With 26 scenes and 40-plus characters, Marina Carr’s tremendously ambitious adaptation of Tolstoy’s novel Anna Karenina feels rather crowded. It’s probably best thought of as two plays in one.
In 18th century Russia, Anna (Lisa Dwan), an unhappily married aristocrat is drawn to the dashing Count Vronksy, while the philosophical farmer Levin (Paul Mallon) yearns for a wealthy young woman. Everyone else comes and goes, giving us a panoramic view of various marriages and families.
When the characters come together at a ballroom dance, waltzing to David Coonan’s classical and troubled score, their steps become treacherous. Director Wayne Jordan hints at the fact that there is nothing innocent about falling in love: it’s always at the expense of someone else.

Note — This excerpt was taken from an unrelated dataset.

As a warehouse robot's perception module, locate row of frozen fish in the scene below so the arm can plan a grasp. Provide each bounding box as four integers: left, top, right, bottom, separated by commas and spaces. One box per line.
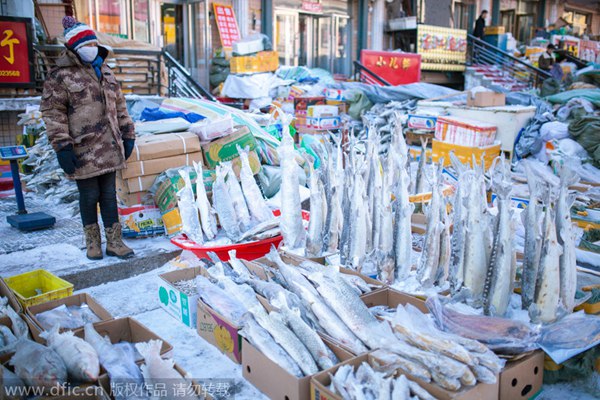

Dwan’s Anna is powerfully resolute yet susceptible to temptation. The supporting cast also give strong performances. Barbara Brennan’s Countess conveys a lifetime of cynicism in one simple snarl, while Ruth McGill shows flashes of desperation as the perpetually pregnant Dolly. Most stirring though is Declan Conlon as Anna’s husband Karenin, whose face, at one point, stiffens into a quiet picture of hatred.
Sarah Bacon’s design, in marked contrast to the density of the text, is free from elaborate costumes and furnishings, allowing for flexible shifts between scenes – with the sly use of a pulley as a train track. If Carr insists on exploring all the angles of Tolstoy’s novel, it’s because she knows every one is crucial.